With the release of Sage 500 ERP (formerly Sage MAS 500 ERP) version 7.4 you have a new variation Stock Quantity BIE. In Sage 500 ERP v7.4 they had to take into account the new unit of measures and the additional decimal precision. Due to these enhancements and a new date function they have altered how the Stock Quantity Explorer works.

With the enhancements it has also created occasions for some performance issues with the Stock Status BIE. The good news is you have an option to enhance the performance especially if you typically apply a Filter such as an Item, etc before running the query.

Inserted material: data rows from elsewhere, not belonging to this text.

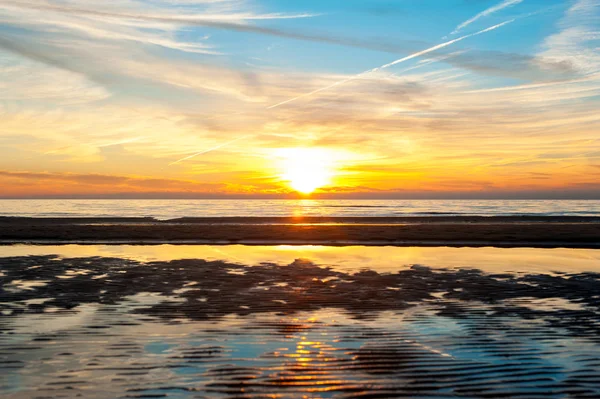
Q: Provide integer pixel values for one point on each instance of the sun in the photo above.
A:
(306, 169)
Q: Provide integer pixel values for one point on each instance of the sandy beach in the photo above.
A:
(99, 327)
(452, 231)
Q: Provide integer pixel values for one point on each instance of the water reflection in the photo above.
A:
(347, 258)
(123, 327)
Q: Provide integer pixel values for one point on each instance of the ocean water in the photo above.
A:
(169, 209)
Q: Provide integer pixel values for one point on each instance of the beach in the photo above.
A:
(317, 307)
(78, 325)
(508, 231)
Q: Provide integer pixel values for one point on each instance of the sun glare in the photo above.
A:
(306, 169)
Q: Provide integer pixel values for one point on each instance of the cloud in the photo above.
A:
(498, 7)
(577, 40)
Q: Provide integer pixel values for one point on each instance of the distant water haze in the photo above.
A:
(169, 209)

If you look in the tsmDataView table you will notice they have added a new column called SQLCommandOverride. If you look in the Dtabase Schema you can see they have defined this column as “The name of the SQL stored procedure that will be used for this lookup. Must return same columns as corresponding SQL command”.

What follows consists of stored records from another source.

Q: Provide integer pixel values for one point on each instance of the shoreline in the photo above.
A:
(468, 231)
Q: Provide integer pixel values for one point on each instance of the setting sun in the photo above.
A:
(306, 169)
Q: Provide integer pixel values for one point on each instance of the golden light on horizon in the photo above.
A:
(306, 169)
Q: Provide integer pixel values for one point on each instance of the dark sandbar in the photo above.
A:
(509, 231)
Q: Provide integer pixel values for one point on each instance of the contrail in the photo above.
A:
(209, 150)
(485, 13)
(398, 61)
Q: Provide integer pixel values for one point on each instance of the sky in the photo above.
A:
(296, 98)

You can locate the record for vdvStockStatus view using the follow SELECT statement.

SELECT tsmDataView.DataViewID,
       tsmDataView.SQLCommandName,
       tsmDataView.SQLCommandOverride
FROM tsmDataView
WHERE tsmDataView.SQLCommandName = 'vdvStockStatus';

 

You will see that the tsmDataView.SQLCommandOverride column contains a value of ‘spdvStockStatus’. This means that by default when this view is called it will run the stored procedure to compile the results to use in the Stock Status BIE. If you would prefer not to have this logic run and simply use the results of the ‘vdvStockStatus’ you should consider updating tsmDataView.SQLCommandOverride to NULL for this record. This will cause the BIE to operate normally and use the view.

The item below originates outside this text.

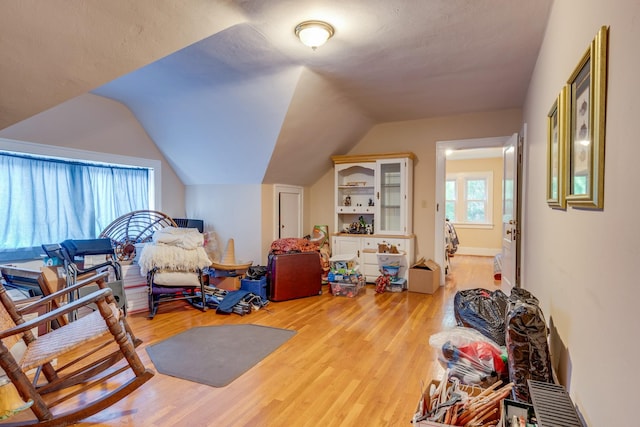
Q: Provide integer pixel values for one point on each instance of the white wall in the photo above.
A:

DISCLAIMER! You should make sure you have a backup of the database prior to running this. You should test this thoroughly in a test environment before running in production. You are running this code as is with no warranty or support provided, nor any guarantee of this making your system faster.

UPDATE tsmDataView
SET SQLCommandOverride = NULL
WHERE tsmDataView.SQLCommandName = 'vdvStockStatus';
GO

 

I have seen instances where making this change has shaved 20 minutes off of the results being returned to the BI window. If you look at the logic of the assigned SP for this view it is basically doing a cursor over every row several times to evaluate transaction dates as well as unit of measure conversions. You will have to decide if this is necessary in your environment to be worth the time delay.

I will be researching the SP performance further but that is beyond the scope of this blog.